Aktivitas Pukat Harimau Resahkan Pesisir Selatan, Anggota Dewan Provinsi Minta Tindakan Tegas

Praktik penangkapan ikan ilegal menggunakan pukat harimau kembali mencuat di perairan Pantai Air Haji, Pesisir Selatan, Sumatera Barat, memicu keresahan di kalangan nelayan tradisional dan mendorong anggota DPRD setempat untuk mengambil langkah proaktif.

Anggota DPRD Pesisir Selatan, Novermal Yuska, mengungkapkan keprihatinannya atas situasi yang terus berulang ini. Meskipun razia telah sering dilakukan, kapal-kapal yang menggunakan alat tangkap terlarang tersebut seolah tak jera dan kembali beroperasi setelahnya.

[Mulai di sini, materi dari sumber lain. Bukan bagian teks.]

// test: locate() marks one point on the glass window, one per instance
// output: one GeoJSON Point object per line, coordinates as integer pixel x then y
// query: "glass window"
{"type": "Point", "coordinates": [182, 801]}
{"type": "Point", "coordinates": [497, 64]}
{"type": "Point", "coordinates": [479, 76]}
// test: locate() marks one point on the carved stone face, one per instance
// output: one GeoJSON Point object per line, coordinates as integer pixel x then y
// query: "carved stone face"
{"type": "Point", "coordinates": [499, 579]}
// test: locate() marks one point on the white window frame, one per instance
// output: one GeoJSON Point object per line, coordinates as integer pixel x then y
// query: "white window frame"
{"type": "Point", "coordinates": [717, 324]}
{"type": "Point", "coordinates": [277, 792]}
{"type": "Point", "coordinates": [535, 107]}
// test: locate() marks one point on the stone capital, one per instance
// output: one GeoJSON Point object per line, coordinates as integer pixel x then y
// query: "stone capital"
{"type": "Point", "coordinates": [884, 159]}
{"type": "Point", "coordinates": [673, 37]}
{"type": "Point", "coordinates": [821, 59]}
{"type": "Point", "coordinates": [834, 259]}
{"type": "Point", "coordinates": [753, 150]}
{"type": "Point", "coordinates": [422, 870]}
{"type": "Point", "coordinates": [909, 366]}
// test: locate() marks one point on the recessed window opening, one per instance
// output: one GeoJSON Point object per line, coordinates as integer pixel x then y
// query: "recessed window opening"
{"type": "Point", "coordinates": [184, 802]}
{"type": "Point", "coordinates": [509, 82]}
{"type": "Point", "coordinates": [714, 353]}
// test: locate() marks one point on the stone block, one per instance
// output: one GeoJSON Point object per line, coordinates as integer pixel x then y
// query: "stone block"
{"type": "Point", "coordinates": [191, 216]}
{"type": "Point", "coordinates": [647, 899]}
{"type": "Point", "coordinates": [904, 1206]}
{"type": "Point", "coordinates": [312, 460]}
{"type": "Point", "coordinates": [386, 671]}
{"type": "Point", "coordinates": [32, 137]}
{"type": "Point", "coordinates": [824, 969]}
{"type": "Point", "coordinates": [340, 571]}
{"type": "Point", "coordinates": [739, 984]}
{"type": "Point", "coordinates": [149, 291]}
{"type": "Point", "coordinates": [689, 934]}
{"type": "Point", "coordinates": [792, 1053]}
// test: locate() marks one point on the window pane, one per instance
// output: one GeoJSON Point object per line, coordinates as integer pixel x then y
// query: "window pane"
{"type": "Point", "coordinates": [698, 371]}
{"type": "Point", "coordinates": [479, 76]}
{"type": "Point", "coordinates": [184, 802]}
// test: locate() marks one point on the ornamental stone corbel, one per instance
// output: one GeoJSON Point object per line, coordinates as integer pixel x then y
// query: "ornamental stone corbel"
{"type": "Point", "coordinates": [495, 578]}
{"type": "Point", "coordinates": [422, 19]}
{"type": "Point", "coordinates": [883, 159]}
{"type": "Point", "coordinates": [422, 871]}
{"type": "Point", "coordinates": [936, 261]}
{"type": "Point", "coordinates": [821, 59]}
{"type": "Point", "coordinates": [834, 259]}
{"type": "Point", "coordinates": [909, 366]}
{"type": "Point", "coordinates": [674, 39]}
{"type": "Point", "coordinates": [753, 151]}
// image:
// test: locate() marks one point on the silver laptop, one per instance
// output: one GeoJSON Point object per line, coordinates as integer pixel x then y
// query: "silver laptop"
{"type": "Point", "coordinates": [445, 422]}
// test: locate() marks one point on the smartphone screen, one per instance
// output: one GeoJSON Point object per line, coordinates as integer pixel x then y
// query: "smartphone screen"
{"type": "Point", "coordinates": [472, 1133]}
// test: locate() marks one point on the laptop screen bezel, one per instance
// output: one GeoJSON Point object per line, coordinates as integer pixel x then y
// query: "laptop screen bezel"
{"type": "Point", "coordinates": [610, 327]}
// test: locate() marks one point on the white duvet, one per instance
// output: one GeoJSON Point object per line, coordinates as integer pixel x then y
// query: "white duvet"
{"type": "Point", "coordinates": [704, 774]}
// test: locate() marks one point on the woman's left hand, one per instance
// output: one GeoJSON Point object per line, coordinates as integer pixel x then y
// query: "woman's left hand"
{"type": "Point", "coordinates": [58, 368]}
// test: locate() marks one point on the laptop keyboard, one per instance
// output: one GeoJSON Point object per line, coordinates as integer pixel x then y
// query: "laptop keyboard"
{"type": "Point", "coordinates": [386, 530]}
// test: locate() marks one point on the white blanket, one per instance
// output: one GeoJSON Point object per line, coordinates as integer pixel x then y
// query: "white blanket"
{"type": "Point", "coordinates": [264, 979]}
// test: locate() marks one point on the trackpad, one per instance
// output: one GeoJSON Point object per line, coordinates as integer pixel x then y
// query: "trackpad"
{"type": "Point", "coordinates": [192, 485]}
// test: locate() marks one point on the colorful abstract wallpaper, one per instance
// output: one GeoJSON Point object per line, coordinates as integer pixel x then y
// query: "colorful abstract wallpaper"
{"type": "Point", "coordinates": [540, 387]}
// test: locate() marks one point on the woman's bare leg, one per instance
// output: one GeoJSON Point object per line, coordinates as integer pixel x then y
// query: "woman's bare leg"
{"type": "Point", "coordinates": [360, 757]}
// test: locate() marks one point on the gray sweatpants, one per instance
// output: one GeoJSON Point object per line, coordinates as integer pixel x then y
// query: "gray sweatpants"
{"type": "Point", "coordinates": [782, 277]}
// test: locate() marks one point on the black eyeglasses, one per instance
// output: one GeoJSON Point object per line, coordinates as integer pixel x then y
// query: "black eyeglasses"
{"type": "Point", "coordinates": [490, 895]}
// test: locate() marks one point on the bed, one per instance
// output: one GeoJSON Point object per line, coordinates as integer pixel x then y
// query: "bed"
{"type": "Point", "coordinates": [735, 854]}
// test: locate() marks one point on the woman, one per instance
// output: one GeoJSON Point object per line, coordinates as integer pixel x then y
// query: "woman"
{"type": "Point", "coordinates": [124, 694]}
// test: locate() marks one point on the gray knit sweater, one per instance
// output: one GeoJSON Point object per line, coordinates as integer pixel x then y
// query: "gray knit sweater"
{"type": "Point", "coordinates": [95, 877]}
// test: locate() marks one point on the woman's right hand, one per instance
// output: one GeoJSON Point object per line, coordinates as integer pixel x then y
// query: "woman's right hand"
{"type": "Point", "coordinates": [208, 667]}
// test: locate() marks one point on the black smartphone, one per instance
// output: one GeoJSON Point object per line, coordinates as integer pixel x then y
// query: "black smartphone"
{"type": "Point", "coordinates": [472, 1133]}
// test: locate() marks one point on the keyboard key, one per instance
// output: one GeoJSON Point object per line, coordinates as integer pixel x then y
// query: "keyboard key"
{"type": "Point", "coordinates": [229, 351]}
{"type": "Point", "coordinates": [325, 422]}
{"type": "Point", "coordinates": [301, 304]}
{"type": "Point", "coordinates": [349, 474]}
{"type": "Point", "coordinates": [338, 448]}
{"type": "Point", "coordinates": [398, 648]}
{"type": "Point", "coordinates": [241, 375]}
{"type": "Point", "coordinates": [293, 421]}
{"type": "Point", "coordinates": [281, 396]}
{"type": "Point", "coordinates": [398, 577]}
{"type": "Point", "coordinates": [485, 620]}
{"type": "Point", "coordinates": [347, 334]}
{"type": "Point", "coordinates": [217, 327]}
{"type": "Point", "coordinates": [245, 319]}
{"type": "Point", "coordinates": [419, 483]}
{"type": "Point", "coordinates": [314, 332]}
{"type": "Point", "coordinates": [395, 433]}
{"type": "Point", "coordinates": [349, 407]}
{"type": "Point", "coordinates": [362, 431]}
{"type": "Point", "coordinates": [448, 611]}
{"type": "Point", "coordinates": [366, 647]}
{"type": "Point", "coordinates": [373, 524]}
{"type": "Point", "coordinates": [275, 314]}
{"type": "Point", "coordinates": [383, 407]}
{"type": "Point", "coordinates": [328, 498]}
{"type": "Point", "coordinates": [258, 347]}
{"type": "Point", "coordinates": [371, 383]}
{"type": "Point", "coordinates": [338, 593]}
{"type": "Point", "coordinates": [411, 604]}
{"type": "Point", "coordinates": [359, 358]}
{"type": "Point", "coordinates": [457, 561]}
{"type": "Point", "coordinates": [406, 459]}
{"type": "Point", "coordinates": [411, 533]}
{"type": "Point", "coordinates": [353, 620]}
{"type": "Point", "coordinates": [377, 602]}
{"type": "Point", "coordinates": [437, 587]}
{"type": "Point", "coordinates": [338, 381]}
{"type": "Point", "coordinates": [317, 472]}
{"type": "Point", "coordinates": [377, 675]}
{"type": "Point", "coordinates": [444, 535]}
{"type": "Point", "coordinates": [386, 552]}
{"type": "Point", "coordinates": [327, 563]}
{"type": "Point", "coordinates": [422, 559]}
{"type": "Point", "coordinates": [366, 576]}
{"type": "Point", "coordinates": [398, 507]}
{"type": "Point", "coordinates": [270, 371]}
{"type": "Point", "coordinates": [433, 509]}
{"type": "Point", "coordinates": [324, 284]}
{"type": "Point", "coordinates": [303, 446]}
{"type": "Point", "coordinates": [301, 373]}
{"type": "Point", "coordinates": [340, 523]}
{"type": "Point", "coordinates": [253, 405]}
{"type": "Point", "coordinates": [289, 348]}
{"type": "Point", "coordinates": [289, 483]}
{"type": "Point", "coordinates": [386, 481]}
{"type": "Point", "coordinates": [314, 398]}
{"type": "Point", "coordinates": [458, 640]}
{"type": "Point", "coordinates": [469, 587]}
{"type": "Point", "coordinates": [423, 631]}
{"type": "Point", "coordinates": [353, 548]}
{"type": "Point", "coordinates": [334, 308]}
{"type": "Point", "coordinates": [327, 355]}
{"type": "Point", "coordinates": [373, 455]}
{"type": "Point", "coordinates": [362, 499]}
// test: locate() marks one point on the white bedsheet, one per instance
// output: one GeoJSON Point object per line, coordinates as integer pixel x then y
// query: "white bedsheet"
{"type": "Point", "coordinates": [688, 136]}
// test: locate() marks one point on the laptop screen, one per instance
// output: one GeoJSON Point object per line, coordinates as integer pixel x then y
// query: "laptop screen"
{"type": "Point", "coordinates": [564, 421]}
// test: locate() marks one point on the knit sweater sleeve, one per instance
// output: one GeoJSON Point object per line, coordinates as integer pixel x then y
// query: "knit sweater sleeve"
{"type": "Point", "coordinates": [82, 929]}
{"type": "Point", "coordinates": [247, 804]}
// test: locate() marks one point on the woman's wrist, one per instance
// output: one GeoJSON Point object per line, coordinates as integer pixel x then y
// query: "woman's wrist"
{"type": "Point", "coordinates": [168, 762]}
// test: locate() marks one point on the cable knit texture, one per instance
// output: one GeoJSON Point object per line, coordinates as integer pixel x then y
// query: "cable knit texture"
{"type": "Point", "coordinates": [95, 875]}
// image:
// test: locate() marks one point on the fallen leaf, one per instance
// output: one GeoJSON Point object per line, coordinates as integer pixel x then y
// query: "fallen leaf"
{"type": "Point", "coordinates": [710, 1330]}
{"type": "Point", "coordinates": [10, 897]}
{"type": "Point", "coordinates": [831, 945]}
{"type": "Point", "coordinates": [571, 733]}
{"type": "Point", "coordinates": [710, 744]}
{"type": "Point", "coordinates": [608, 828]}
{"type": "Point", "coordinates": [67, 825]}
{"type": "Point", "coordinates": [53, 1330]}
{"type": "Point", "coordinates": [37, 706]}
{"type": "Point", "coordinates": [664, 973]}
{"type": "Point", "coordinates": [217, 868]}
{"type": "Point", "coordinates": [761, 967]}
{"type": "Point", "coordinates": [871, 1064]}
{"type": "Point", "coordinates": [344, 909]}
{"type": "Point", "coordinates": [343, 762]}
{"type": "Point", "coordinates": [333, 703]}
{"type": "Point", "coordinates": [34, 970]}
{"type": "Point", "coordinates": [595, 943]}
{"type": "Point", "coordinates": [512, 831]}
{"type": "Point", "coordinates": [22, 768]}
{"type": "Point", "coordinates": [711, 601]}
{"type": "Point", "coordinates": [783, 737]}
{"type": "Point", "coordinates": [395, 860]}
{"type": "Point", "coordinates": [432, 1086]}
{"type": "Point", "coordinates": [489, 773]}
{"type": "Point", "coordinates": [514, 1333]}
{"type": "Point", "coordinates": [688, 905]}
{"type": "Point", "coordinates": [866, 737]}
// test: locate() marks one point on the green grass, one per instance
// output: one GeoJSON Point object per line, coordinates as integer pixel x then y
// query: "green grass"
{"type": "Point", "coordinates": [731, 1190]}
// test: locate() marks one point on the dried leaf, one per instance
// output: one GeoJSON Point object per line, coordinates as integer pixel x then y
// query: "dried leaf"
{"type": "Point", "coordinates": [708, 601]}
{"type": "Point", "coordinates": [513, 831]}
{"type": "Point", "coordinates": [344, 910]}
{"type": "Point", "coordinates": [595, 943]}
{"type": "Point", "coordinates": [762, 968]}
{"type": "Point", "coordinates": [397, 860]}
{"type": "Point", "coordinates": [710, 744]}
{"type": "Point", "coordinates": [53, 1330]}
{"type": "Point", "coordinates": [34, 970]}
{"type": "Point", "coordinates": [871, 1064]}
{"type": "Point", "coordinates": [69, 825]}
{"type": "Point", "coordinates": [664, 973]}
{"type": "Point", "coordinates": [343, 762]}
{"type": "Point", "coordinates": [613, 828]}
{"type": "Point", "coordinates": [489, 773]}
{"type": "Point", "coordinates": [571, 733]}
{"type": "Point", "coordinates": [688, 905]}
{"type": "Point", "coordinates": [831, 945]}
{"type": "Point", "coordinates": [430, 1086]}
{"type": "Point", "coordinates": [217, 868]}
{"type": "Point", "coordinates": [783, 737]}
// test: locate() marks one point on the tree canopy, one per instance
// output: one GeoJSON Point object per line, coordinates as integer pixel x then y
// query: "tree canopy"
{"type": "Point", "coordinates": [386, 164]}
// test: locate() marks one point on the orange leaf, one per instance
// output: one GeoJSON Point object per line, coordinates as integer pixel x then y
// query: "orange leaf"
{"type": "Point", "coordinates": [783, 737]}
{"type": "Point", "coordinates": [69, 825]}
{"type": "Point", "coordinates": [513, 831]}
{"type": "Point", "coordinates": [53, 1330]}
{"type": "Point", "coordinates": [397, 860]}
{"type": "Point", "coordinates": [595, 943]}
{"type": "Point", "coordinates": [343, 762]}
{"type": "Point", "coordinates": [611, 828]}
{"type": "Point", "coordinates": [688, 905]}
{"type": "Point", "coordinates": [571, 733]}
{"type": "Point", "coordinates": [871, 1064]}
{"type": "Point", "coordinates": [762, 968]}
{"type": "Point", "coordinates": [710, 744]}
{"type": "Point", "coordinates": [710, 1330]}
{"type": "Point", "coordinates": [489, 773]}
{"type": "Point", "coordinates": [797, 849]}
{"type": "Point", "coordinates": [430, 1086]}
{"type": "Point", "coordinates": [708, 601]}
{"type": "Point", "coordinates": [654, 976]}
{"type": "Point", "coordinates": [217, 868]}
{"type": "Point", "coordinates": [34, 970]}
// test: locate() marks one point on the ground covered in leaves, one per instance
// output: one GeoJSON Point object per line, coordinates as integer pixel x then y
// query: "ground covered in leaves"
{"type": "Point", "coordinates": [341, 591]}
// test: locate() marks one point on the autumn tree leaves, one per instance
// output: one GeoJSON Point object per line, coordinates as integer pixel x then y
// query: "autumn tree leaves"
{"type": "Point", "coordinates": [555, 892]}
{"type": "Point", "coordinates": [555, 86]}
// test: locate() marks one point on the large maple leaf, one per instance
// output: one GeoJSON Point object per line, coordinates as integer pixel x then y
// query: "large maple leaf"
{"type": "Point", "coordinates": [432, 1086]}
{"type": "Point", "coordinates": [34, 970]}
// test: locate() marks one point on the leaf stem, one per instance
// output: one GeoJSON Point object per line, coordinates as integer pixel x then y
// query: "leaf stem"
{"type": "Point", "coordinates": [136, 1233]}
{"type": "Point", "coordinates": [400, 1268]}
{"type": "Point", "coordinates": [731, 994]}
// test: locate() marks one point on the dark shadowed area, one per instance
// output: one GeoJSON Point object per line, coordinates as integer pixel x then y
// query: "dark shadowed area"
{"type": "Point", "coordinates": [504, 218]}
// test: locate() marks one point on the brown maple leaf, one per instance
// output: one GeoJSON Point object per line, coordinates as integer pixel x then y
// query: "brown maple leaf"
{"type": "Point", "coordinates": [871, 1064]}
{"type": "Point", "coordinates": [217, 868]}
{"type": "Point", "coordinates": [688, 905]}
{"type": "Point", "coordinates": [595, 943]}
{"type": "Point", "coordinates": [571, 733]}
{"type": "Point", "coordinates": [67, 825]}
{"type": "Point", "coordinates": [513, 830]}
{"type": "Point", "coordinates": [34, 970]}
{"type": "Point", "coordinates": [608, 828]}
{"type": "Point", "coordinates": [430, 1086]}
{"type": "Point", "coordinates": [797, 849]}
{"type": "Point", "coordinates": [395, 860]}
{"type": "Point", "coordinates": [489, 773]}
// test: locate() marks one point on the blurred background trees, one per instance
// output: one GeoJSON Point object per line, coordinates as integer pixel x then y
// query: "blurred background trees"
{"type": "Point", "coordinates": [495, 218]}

Hal ini, menurutnya, tidak bisa dibiarkan dan membutuhkan solusi yang lebih permanen.

Menanggapi situasi tersebut, Novermal Yuska telah menemui Kapolda Sumatera Barat, Irjen Pol Gatot Tri Suryanta, untuk menyampaikan langsung laporan mengenai maraknya penggunaan pukat harimau di wilayah tersebut. Pertemuan ini membuahkan dukungan dari Kapolda terhadap rencana pendirian Pos Polisi Air (Polair) di sekitar Pantai Air Haji. Pendirian pos ini diharapkan dapat menjadi solusi jangka panjang untuk mencegah dan menindak praktik illegal fishing yang merugikan.

Sebelum pos Polair terealisasi, Novermal mendesak Pemerintah Kabupaten Pesisir Selatan dan Pemerintah Provinsi Sumatera Barat untuk mengambil langkah-langkah preventif, terutama melalui penyadaran dan pemberdayaan para pelaku illegal fishing. Ia berharap agar mereka dapat beralih ke alat tangkap yang lebih ramah lingkungan dan berkelanjutan.

Rencana pendirian Pos Polair akan dibahas lebih lanjut dalam rapat koordinasi lintas sektoral yang melibatkan berbagai pihak terkait, termasuk Pemerintah Kabupaten Pesisir Selatan, Pemerintah Provinsi Sumatera Barat, Danlantamal, serta Kementerian Kelautan dan Perikanan (KKP). Rapat ini akan membahas strategi penanggulangan illegal fishing secara komprehensif.

Novermal menegaskan bahwa tindakan tegas akan diambil jika para pelaku illegal fishing tetap nekat menggunakan pukat harimau. Penegakan hukum akan dilakukan tanpa kompromi untuk melindungi sumber daya laut dan keberlangsungan hidup nelayan tradisional.

Sementara itu, keresahan juga datang dari para nelayan tradisional di Air Haji. Eri, seorang nelayan berusia 49 tahun, mengungkapkan bahwa keberadaan kapal-kapal pukat harimau telah berdampak signifikan terhadap hasil tangkapan mereka. Kapal-kapal tersebut tidak hanya merusak ekosistem laut, tetapi juga mengurangi pendapatan para nelayan yang menggantungkan hidupnya pada hasil laut.

Eri berharap agar pemerintah dapat segera menertibkan kapal-kapal pukat harimau tersebut sehingga para nelayan tradisional dapat kembali melaut dengan tenang dan mendapatkan hasil tangkapan yang memadai. Ia juga menyoroti bahwa razia yang dilakukan selama ini belum memberikan efek jera yang signifikan, karena kapal-kapal tersebut selalu kembali beroperasi setelah razia selesai.

Berikut adalah poin-poin penting yang mengemuka dalam berita ini:

  • Maraknya penggunaan pukat harimau di Pantai Air Haji, Pesisir Selatan.
  • Keresahan nelayan tradisional akibat penurunan hasil tangkapan.
  • Laporan anggota DPRD ke Kapolda Sumbar.
  • Dukungan Kapolda terhadap pendirian Pos Polair.
  • Desakan untuk penyadaran dan pemberdayaan pelaku illegal fishing.
  • Rencana rapat koordinasi lintas sektoral.
  • Ancaman tindakan tegas bagi pelaku illegal fishing yang nekat.